Agent Integration Patterns

A couple of years ago, when LLMs started taking off, I wrote a whole book about how to integrate models into larger applications. I knew going in that the book will get outdated very fast due to the speed at which the industry is moving. In fact, a few months after I finished it, the model I used throughout the book for code examples was deprecated by OpenAI. This broke all code samples. The API itself changed significantly since then. I guess I could use a model to upgrade them, but the way we use models today is already very different - simply getting the code working again is not enough.

Agents and Patterns

I won't attempt another applied AI book, not at this time, but I am writing this blog post to reflect on some of the advancements and modern ways of leveraging models. Beyond just chat, agents are becoming more and more capable and thus useful. I want to focus on that.

I also believe, at some point, we will have the equivalent of the famous Design Patterns, but focused on creating and integrating agents. We're still early, the technology is going to advance by a few more leaps and bounds before we can pin some things down. Or we go singularity, in which case who cares, AI will figure everything out for us.

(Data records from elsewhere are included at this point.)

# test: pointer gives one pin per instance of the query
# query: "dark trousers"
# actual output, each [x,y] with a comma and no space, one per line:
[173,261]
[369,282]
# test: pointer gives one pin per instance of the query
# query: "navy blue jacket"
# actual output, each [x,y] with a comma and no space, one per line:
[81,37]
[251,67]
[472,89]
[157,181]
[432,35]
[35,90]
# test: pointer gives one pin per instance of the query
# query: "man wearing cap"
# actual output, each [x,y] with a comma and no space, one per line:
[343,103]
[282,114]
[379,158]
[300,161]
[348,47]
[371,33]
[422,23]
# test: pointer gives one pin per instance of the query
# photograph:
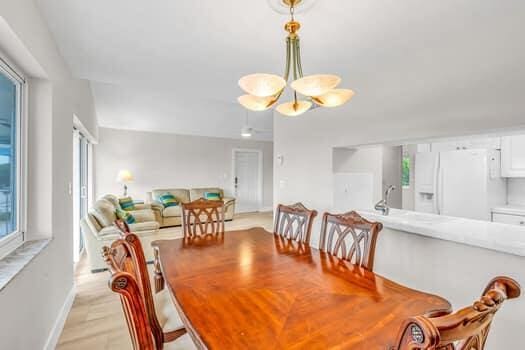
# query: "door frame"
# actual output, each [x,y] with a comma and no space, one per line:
[259,153]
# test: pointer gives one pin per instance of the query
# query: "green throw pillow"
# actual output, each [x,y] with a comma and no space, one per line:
[125,216]
[168,200]
[126,203]
[212,196]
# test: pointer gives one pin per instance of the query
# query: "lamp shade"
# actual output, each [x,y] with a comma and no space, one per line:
[255,103]
[124,176]
[293,109]
[315,85]
[262,85]
[334,98]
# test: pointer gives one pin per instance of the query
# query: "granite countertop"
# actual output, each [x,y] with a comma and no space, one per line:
[12,264]
[510,209]
[490,235]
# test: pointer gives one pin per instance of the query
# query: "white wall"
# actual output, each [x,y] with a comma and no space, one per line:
[164,160]
[361,160]
[32,301]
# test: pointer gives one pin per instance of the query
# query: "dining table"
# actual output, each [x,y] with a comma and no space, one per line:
[253,289]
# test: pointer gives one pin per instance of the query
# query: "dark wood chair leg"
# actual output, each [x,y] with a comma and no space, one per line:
[172,335]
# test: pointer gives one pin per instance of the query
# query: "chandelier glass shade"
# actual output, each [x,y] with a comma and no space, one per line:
[264,90]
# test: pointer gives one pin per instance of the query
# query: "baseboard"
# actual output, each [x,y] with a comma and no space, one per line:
[54,335]
[265,209]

With the caveat that things might still change dramatically, let's look at how agents are built today and how the field advanced since I wrote Large Language Models at Work.

LLMs @ Work Teardown

Here's the table of contents of my now quite stale book:

A New Paradigm - Mostly introducing what was then a very new and emerging field.
Large Language Models - Covering the basics - models, tokens, API calls and responses.
Prompt Engineering - Discussing prompt creation and tuning.
Learning and Tuning - Covering in-prompt, N-shot learning and fine tuning.
Memory and Embeddings - Going over context limitations and memory implementations.
Interacting with External Systems - About function calling.
Planning - Multi-turn execution of a plan - remember this was written before reasoning models and agents were the norm.
Safety and Security - Pretty self-explanatory.
Frameworks - Talking about LangChain and Semantic Kernel.
Closing Thoughts - Again, self-explanatory. GPT4 was the new hot model when I wrapped up the book.

Looking back at this, it's quite impressive how much has changes since.

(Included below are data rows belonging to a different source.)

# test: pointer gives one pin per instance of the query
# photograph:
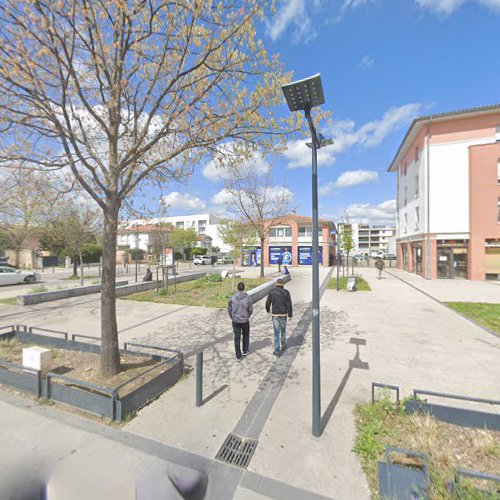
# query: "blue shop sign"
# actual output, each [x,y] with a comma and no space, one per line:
[305,256]
[284,252]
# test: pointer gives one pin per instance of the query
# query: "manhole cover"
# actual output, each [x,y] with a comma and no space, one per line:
[237,451]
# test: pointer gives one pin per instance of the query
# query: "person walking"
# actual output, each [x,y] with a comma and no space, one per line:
[279,304]
[240,308]
[379,264]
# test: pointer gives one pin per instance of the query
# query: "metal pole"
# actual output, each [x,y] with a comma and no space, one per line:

Starting with Chapter 2, the correct term today is foundational model, the large models are multi-model, not limited to language.

Prompt engineering (Chapter 3) fell out of favor, the modern term is context engineering, which is a superset of that: it's not only about the wording of the prompt we give the model, but all the other things we stuff into its context window - relevant instructions, documents, available tools - to produce the optimal response.

My Chapter 4 was called Learning and Tuning. I think a better name would be In-context Learning vs Tuning. This is still an interesting debate, where the different approaches work better for different scenarios. To quickly summarize: if you want your model to do X, do you craft a solid prompt or fine-tune it? The tradeoff is there's only so much you can do with a prompt vs. fine-tuning is expensive and you have to redo it for every new foundational model. An interesting deciding factor is the complexity of X. How much domain knowledge does X require? How divergent are your expected answers from what the model tends to output?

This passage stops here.